Crack In Glazed Vase

25 January 2014 - 05:02 PM

I recently glaze fired this vase, and thought it came out of the kiln fairly well.

There was initially only some crazing on one of the glazes I used, which didn't concern me, as it was a decorative piece. 

However, several hours later, when I looked at the vase, these cracks had appeared.  Obviously, they are very much structural.

My first thought, is that they are stress cracks, that just didn't show up earlier in the process.  As you can see, one of them follows the curve, where the body meets the neck.  I had a bit of an issue with this area, when throwing.  It really wanted to "flop".  I'm guessing, this is where the initial structural problem arose.

I've just never had something crack this long after unloading it from the kiln. 

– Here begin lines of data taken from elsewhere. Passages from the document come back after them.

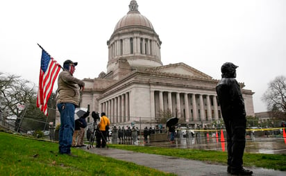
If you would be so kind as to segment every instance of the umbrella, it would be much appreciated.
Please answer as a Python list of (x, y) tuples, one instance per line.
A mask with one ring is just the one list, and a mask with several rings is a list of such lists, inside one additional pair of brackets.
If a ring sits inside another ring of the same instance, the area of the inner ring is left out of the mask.
[(76, 107), (74, 111), (74, 120), (78, 119), (81, 116), (87, 112), (87, 108), (85, 107)]
[(167, 120), (166, 125), (169, 127), (175, 125), (178, 122), (178, 118), (177, 117), (171, 117)]

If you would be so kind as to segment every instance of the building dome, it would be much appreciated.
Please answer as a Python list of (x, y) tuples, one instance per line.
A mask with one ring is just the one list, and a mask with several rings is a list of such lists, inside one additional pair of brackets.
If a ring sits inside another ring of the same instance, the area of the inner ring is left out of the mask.
[(146, 27), (154, 30), (152, 24), (150, 21), (140, 14), (139, 11), (129, 11), (126, 15), (123, 17), (117, 22), (115, 26), (115, 31), (117, 29), (120, 29), (126, 26), (139, 26), (141, 27)]
[(141, 26), (154, 30), (150, 21), (138, 11), (138, 5), (135, 0), (130, 2), (129, 12), (117, 22), (115, 31), (126, 26)]
[(118, 75), (123, 60), (132, 69), (162, 66), (161, 44), (151, 21), (138, 11), (136, 1), (131, 0), (129, 11), (117, 22), (107, 41), (108, 73)]

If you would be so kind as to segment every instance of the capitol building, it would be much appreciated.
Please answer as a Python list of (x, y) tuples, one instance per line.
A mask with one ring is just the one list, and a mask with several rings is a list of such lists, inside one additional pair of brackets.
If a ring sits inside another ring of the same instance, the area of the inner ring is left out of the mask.
[[(166, 112), (189, 125), (221, 119), (215, 91), (219, 80), (183, 62), (164, 65), (159, 34), (135, 0), (115, 26), (107, 41), (107, 71), (83, 80), (81, 107), (105, 112), (117, 125), (153, 127)], [(246, 115), (254, 116), (254, 93), (239, 84)], [(91, 116), (87, 121), (92, 121)]]

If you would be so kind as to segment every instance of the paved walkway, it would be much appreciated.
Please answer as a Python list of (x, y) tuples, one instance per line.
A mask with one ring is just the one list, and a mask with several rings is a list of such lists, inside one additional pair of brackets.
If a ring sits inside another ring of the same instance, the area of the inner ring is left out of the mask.
[[(114, 148), (90, 148), (90, 150), (84, 148), (83, 150), (91, 153), (133, 162), (163, 172), (175, 173), (177, 175), (230, 175), (230, 174), (226, 173), (226, 166), (210, 164), (199, 161), (135, 152)], [(286, 175), (286, 172), (283, 171), (257, 168), (246, 168), (253, 170), (253, 175)]]

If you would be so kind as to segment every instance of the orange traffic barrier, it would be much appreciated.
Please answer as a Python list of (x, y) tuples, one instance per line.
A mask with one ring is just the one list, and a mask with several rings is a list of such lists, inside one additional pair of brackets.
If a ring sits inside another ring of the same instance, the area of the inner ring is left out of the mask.
[(226, 141), (224, 141), (224, 132), (221, 131), (221, 142), (225, 142)]

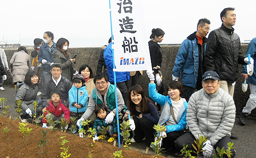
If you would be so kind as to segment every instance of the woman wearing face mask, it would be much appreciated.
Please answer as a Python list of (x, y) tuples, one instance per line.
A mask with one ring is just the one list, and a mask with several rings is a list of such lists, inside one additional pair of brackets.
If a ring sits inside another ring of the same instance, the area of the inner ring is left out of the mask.
[[(42, 64), (42, 77), (41, 83), (44, 85), (45, 81), (49, 80), (52, 77), (52, 74), (50, 72), (50, 64), (53, 62), (52, 53), (55, 49), (56, 43), (53, 42), (54, 36), (50, 31), (44, 34), (44, 42), (45, 44), (40, 47), (38, 54), (38, 59), (39, 63)], [(43, 86), (44, 88), (44, 86)]]
[(56, 43), (56, 49), (52, 53), (53, 62), (59, 63), (62, 68), (61, 76), (68, 78), (70, 81), (73, 78), (73, 74), (75, 70), (73, 64), (75, 59), (70, 59), (69, 53), (69, 41), (64, 38), (60, 38)]

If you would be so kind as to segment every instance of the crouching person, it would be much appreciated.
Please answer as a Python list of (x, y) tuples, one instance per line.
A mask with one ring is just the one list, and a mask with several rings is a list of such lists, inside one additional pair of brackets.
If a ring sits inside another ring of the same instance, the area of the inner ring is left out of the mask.
[(107, 134), (110, 136), (108, 142), (113, 142), (114, 139), (112, 138), (117, 137), (117, 127), (116, 126), (116, 119), (114, 119), (112, 123), (105, 123), (106, 116), (110, 114), (110, 111), (106, 109), (106, 107), (103, 104), (99, 104), (95, 107), (95, 114), (96, 118), (94, 121), (93, 128), (95, 128), (98, 136), (100, 134), (100, 130), (102, 126), (106, 128), (109, 126), (109, 128)]
[[(187, 110), (187, 122), (190, 132), (185, 133), (175, 142), (175, 147), (181, 150), (187, 145), (187, 150), (194, 150), (192, 144), (199, 135), (208, 140), (203, 148), (205, 157), (210, 157), (214, 148), (228, 149), (231, 142), (230, 134), (236, 117), (236, 106), (232, 97), (220, 88), (220, 81), (216, 72), (209, 71), (202, 76), (203, 88), (194, 93), (189, 98)], [(234, 149), (231, 157), (234, 157)], [(227, 157), (224, 154), (225, 157)]]
[(46, 105), (46, 110), (44, 114), (42, 127), (48, 128), (47, 115), (49, 115), (53, 121), (61, 121), (61, 118), (65, 118), (69, 122), (70, 111), (68, 107), (61, 103), (60, 95), (57, 91), (53, 91), (51, 94), (51, 101)]

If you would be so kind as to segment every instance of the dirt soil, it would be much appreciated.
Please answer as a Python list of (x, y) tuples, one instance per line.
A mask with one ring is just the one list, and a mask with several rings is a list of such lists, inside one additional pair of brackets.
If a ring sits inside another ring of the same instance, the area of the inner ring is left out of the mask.
[[(59, 137), (63, 136), (66, 137), (64, 139), (70, 141), (63, 146), (66, 148), (70, 146), (68, 152), (71, 154), (70, 157), (88, 157), (89, 153), (92, 154), (93, 157), (114, 157), (113, 153), (120, 150), (122, 151), (123, 157), (154, 157), (154, 155), (143, 154), (132, 149), (119, 149), (118, 144), (113, 146), (113, 143), (96, 142), (92, 147), (92, 139), (81, 138), (77, 135), (62, 132), (59, 129), (50, 131), (39, 126), (36, 127), (30, 123), (26, 127), (33, 129), (28, 136), (25, 137), (25, 143), (23, 134), (18, 131), (18, 122), (20, 122), (0, 116), (0, 157), (61, 157), (60, 152), (63, 150), (60, 149), (62, 146), (59, 142), (62, 140)], [(10, 129), (8, 136), (3, 131), (6, 126)], [(47, 134), (47, 144), (44, 146), (44, 153), (41, 153), (41, 149), (38, 147), (40, 139), (42, 139), (42, 130), (49, 131)]]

I plan to make a vase using a similar glaze combination in the near future.  So I'm trying to figure out if it was just a clay structure issue, or if the glaze fit, could have caused a crack this badly in the clay body?

Cracked Vase Top
Cracked Vase Side

 


Random Idea, I Thought I'd Try

10 January 2014 - 12:13 AM

So for whatever reason, I've had the idea for a while, to use a hollowed pumpkin as a reduction chamber for a Raku piece.

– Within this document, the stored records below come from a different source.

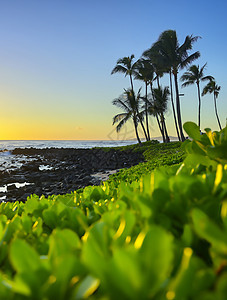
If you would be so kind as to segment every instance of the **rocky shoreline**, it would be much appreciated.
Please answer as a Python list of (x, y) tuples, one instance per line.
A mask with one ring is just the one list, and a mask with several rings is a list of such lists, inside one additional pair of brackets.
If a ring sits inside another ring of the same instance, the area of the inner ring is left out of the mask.
[(132, 150), (101, 148), (17, 148), (12, 155), (24, 160), (20, 168), (0, 171), (0, 198), (4, 201), (26, 201), (30, 194), (47, 197), (98, 185), (109, 174), (144, 160)]

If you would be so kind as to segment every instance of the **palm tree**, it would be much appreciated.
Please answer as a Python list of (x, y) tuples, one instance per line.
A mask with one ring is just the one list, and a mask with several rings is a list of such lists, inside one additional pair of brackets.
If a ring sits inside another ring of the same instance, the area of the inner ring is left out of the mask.
[[(174, 117), (174, 123), (175, 123), (175, 128), (177, 132), (177, 136), (179, 141), (180, 139), (180, 134), (179, 134), (179, 129), (177, 125), (177, 118), (176, 118), (176, 111), (175, 111), (175, 105), (173, 102), (173, 85), (172, 85), (172, 71), (171, 71), (171, 65), (169, 64), (169, 59), (166, 57), (166, 60), (164, 61), (164, 58), (160, 56), (159, 54), (159, 48), (162, 46), (161, 41), (157, 41), (154, 43), (150, 49), (144, 51), (143, 56), (147, 57), (153, 65), (155, 65), (155, 70), (156, 74), (163, 74), (163, 73), (169, 73), (169, 78), (170, 78), (170, 95), (171, 95), (171, 104), (172, 104), (172, 110), (173, 110), (173, 117)], [(157, 83), (158, 87), (159, 85), (159, 76), (157, 75)], [(151, 87), (151, 92), (152, 92), (152, 87)]]
[(139, 138), (139, 133), (138, 133), (138, 124), (140, 121), (140, 118), (138, 116), (138, 112), (140, 108), (139, 100), (140, 100), (140, 90), (135, 96), (134, 91), (132, 89), (125, 90), (125, 92), (122, 95), (114, 99), (112, 102), (113, 105), (120, 107), (125, 112), (117, 114), (113, 117), (113, 125), (115, 123), (118, 123), (116, 130), (117, 132), (119, 132), (123, 127), (123, 125), (125, 125), (125, 123), (128, 120), (132, 119), (135, 128), (136, 138), (138, 142), (141, 143), (141, 140)]
[(111, 74), (123, 73), (125, 74), (125, 77), (129, 75), (132, 91), (134, 91), (132, 76), (136, 75), (135, 69), (137, 65), (137, 62), (133, 63), (134, 58), (135, 58), (134, 54), (132, 54), (131, 56), (125, 56), (123, 58), (119, 58), (116, 66), (113, 68), (111, 72)]
[(141, 80), (145, 83), (145, 96), (143, 97), (145, 101), (145, 116), (146, 116), (146, 129), (147, 129), (147, 138), (150, 141), (150, 132), (149, 132), (149, 121), (148, 121), (148, 85), (152, 84), (154, 80), (154, 67), (149, 60), (143, 58), (137, 61), (136, 66), (137, 73), (135, 79)]
[(198, 40), (198, 36), (193, 37), (187, 35), (182, 45), (179, 44), (175, 30), (166, 30), (159, 36), (158, 41), (153, 44), (153, 56), (159, 61), (159, 64), (169, 72), (171, 70), (174, 76), (175, 90), (176, 90), (176, 110), (177, 121), (180, 132), (180, 138), (185, 140), (182, 128), (180, 97), (178, 88), (178, 72), (179, 69), (185, 68), (191, 64), (195, 59), (200, 57), (199, 51), (189, 55), (188, 51), (192, 50), (192, 45)]
[(191, 84), (197, 85), (198, 90), (198, 98), (199, 98), (199, 109), (198, 109), (198, 126), (200, 128), (200, 112), (201, 112), (201, 96), (200, 96), (200, 81), (207, 81), (214, 79), (212, 76), (204, 76), (204, 69), (206, 68), (206, 65), (203, 65), (201, 69), (199, 68), (199, 65), (193, 65), (191, 66), (187, 72), (185, 72), (181, 76), (181, 81), (184, 81), (182, 84), (182, 87), (186, 87)]
[(164, 114), (167, 110), (167, 102), (169, 100), (169, 88), (158, 87), (152, 90), (152, 98), (149, 101), (149, 112), (156, 117), (158, 127), (162, 134), (163, 142), (169, 142), (166, 122)]
[(210, 93), (210, 94), (214, 95), (214, 110), (215, 110), (215, 114), (216, 114), (216, 117), (217, 117), (219, 128), (220, 128), (220, 130), (222, 130), (221, 122), (219, 120), (218, 111), (217, 111), (217, 97), (219, 95), (220, 89), (221, 89), (221, 87), (219, 85), (217, 85), (217, 83), (215, 82), (215, 80), (212, 79), (204, 87), (203, 92), (202, 92), (202, 96), (206, 95), (207, 93)]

A few weeks ago, I finally had the chance, as I happened to have a pumpkin sitting around.  I wanted a bit more combustion, so I dried it a bit first.  Sadly, the made the top fit poorly, and not seal well. 

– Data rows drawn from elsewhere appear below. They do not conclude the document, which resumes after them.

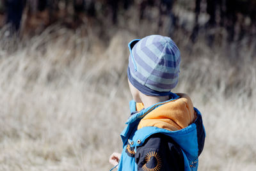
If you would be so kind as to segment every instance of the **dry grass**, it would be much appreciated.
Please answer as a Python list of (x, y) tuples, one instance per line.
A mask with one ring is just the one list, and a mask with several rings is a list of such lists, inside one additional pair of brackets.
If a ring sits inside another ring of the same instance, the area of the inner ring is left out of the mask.
[[(56, 29), (0, 40), (1, 170), (108, 170), (109, 155), (121, 151), (135, 36), (118, 31), (106, 47), (93, 33)], [(236, 64), (202, 43), (198, 54), (179, 45), (173, 91), (189, 93), (207, 133), (199, 170), (255, 170), (255, 55), (241, 48)]]

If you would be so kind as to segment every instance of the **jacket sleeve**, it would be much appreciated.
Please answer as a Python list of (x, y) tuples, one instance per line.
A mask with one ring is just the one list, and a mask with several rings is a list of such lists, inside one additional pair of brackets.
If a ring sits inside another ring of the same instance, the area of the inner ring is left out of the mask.
[(161, 133), (151, 135), (137, 147), (135, 161), (138, 171), (184, 170), (180, 148), (172, 138)]

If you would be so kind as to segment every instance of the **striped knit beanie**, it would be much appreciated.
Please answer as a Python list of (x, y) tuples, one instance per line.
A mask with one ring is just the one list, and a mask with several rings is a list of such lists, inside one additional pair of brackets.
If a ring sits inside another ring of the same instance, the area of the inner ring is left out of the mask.
[(180, 54), (168, 37), (151, 35), (131, 41), (128, 78), (148, 96), (167, 96), (178, 84)]

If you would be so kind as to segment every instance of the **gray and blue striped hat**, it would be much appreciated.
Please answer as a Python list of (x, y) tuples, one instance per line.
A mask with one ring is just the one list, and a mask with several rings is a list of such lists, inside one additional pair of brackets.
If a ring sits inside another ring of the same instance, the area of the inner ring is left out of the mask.
[(131, 41), (128, 78), (142, 93), (167, 96), (178, 84), (180, 53), (168, 37), (151, 35)]

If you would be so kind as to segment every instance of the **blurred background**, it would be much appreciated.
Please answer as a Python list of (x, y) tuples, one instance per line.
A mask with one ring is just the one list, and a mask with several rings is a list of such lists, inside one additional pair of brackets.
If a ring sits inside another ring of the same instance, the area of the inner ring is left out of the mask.
[(0, 170), (109, 170), (127, 43), (171, 37), (207, 132), (199, 170), (256, 170), (256, 1), (1, 0)]

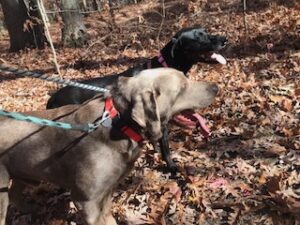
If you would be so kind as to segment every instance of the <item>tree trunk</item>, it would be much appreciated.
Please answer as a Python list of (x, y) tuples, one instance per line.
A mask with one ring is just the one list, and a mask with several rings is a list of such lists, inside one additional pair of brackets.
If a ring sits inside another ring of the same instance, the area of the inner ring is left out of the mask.
[(43, 49), (47, 39), (38, 21), (38, 11), (28, 11), (23, 0), (0, 0), (0, 3), (10, 37), (10, 51), (25, 47)]
[(83, 16), (80, 14), (78, 0), (62, 0), (63, 45), (66, 47), (82, 47), (87, 42)]

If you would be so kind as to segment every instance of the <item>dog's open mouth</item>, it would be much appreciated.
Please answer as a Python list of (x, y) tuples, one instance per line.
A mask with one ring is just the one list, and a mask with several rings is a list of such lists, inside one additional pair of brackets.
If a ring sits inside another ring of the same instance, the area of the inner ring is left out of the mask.
[(227, 60), (225, 59), (224, 56), (213, 51), (200, 55), (200, 58), (201, 58), (200, 61), (205, 63), (220, 63), (222, 65), (227, 64)]
[(173, 121), (180, 126), (186, 128), (199, 127), (204, 137), (210, 136), (209, 128), (206, 126), (205, 119), (193, 110), (185, 110), (173, 117)]

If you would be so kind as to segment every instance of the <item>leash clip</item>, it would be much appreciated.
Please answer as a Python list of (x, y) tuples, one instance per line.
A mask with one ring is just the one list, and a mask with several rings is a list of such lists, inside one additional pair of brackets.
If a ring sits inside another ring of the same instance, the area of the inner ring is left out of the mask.
[(112, 127), (112, 119), (108, 111), (104, 111), (101, 121), (102, 121), (102, 126)]

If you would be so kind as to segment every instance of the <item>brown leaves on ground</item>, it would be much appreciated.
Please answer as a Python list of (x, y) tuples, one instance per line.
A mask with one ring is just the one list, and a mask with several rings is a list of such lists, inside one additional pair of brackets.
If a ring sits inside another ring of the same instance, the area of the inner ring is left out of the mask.
[[(300, 215), (300, 13), (297, 1), (247, 1), (248, 36), (241, 1), (142, 1), (85, 18), (91, 40), (85, 49), (59, 46), (59, 24), (51, 26), (67, 79), (126, 70), (158, 54), (182, 26), (200, 24), (229, 36), (226, 66), (195, 66), (191, 79), (216, 82), (215, 104), (200, 113), (213, 131), (206, 143), (197, 130), (170, 125), (172, 157), (179, 172), (164, 170), (159, 153), (145, 146), (135, 170), (113, 199), (119, 224), (299, 224)], [(134, 12), (134, 13), (133, 13)], [(158, 36), (159, 34), (159, 36)], [(8, 53), (1, 34), (1, 63), (54, 72), (52, 55)], [(0, 106), (10, 111), (44, 109), (56, 86), (1, 74)], [(82, 224), (67, 193), (41, 195), (37, 215), (9, 211), (8, 224)], [(71, 204), (72, 205), (72, 204)]]

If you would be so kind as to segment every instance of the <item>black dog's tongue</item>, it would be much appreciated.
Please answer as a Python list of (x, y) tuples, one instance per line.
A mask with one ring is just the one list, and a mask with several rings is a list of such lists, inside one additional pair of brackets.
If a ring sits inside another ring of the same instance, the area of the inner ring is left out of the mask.
[(210, 57), (213, 60), (216, 60), (218, 63), (221, 63), (222, 65), (226, 65), (226, 63), (227, 63), (226, 59), (220, 54), (213, 53)]
[(182, 113), (174, 116), (173, 120), (175, 123), (187, 128), (195, 128), (199, 125), (200, 131), (204, 137), (207, 138), (211, 135), (205, 119), (192, 110), (183, 111)]

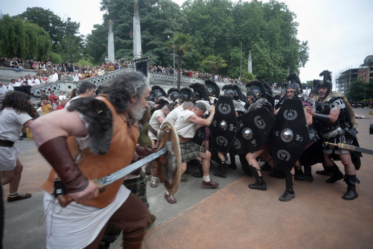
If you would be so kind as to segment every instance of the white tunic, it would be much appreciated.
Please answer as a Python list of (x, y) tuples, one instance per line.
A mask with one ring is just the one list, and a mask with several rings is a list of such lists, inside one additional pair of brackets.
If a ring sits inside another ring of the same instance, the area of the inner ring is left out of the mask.
[[(32, 119), (26, 113), (18, 114), (13, 109), (5, 108), (0, 112), (0, 139), (15, 142), (23, 124)], [(17, 163), (17, 156), (20, 151), (14, 146), (0, 148), (0, 170), (13, 169)]]
[(179, 116), (174, 125), (178, 135), (186, 138), (193, 138), (197, 124), (193, 122), (186, 121), (192, 115), (195, 115), (195, 113), (189, 110), (186, 110)]
[[(81, 114), (78, 114), (81, 118)], [(85, 123), (86, 127), (88, 124)], [(89, 136), (76, 137), (79, 148), (88, 147)], [(81, 249), (97, 237), (112, 214), (128, 198), (131, 191), (121, 185), (114, 201), (100, 208), (73, 202), (62, 208), (57, 198), (47, 192), (44, 194), (47, 249)]]

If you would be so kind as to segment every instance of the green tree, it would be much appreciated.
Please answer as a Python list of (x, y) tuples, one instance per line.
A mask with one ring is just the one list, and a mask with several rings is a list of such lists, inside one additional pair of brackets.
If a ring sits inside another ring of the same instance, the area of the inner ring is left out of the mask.
[(77, 61), (81, 57), (84, 43), (84, 36), (78, 34), (80, 23), (72, 22), (70, 17), (62, 20), (49, 9), (39, 7), (28, 7), (19, 16), (43, 28), (50, 36), (53, 51), (63, 59)]
[[(138, 0), (141, 30), (141, 47), (145, 56), (151, 56), (151, 64), (171, 64), (172, 57), (164, 47), (164, 42), (182, 30), (185, 19), (179, 5), (171, 0)], [(105, 11), (102, 24), (94, 26), (87, 37), (88, 53), (95, 62), (107, 55), (108, 24), (113, 22), (116, 58), (131, 60), (133, 39), (128, 35), (133, 27), (134, 0), (103, 0), (101, 10)]]
[(0, 53), (42, 60), (51, 47), (49, 36), (42, 28), (9, 15), (0, 19)]
[(165, 44), (167, 47), (175, 48), (175, 53), (178, 55), (178, 89), (180, 89), (183, 56), (193, 50), (190, 37), (180, 33), (176, 33), (170, 41), (166, 42)]
[(218, 69), (227, 66), (225, 61), (223, 60), (220, 55), (209, 55), (203, 59), (202, 65), (211, 71), (213, 80), (215, 79), (215, 75)]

Nothing really big happened, but there are a few interesting spots where the color changed.   I really do like the inside, which I've never had turn out like that normally.

The middle bowl, is the one that went into the pumpkin.  The two outer bowls, were fired in metal bins, with newspaper.

Pumpkin Reduced Raku
Pumpkin Reduced Raku Top

 


Oops How Did That Happen?

05 January 2014 - 11:30 PM

So I recently had a situation, where a student project had a defect during a firing, the thing is, it went according to my plan.

In other topics, there have been discussions of accidentally breaking a student's project, but have you ever damaged a student's project (for whatever reason) on purpose?

 

I'll start.  There have been a few projects over the years, where I questioned their intended use.  So I'd make some alterations pre-bisque, like small holes or "cracks"  Also I just don't allow any small bowl type object, with notches in the top.  I'll tell the students to get rid of them.  If they don't, I'd take a fettling knife to the pieces, and I am not careful, or neat about it.

 

In regards to the project, that inspired this topic, I had a student make a nice coil pot.  It had some nice additive elements, and the student put a lot of time, both into the building and glazing.  However, the student kept asking odd questions, that made it sound like they wanted to use the pot.  The project isn't meant to create functional wares.  The project in question, would not be functional, for any legit purpose.  The student was also very adamant about me glaze firing the project.  They really wanted it back.  This was before the Christmas break, so I asked, if it was going to be a gift.  They said no, so I inquired further about why they needed it so soon?  They just said, they really wanted it.  The final straw was, when a couple of the student's friends came to look at the project, with big grins on their face.  I asked them why.  They didn't say.

So I decided I needed to do something about it.  I wasn't going to break the project, but I wanted to make it non functional, for any conceivable purpose, besides being purely decorative.  So, I fired it one evening.  When I came back in the next day, the kiln was still around 300 F.  Not terribly hot, but probably a little too warm, to be set next to an open window, where the outside temperature is around 0 F.  Sure enough I hear "ping, ping, ping".  Moments later, hey look stress cracks!.....

I put the project back in the kiln, and when I unloaded the kiln during class, "Oh no, that's too bad....."  I assured them, the cracks wouldn't affect their grade, and it will still look quite nice. 

The student really wanted to find a way to fill the cracks.  I said there weren't any.  "Couldn't we put glaze in there"...NOPE!  And even worse, the student asked if they could come in next term, and make another coil project.  They even offered to pay for the materials.  I said, no.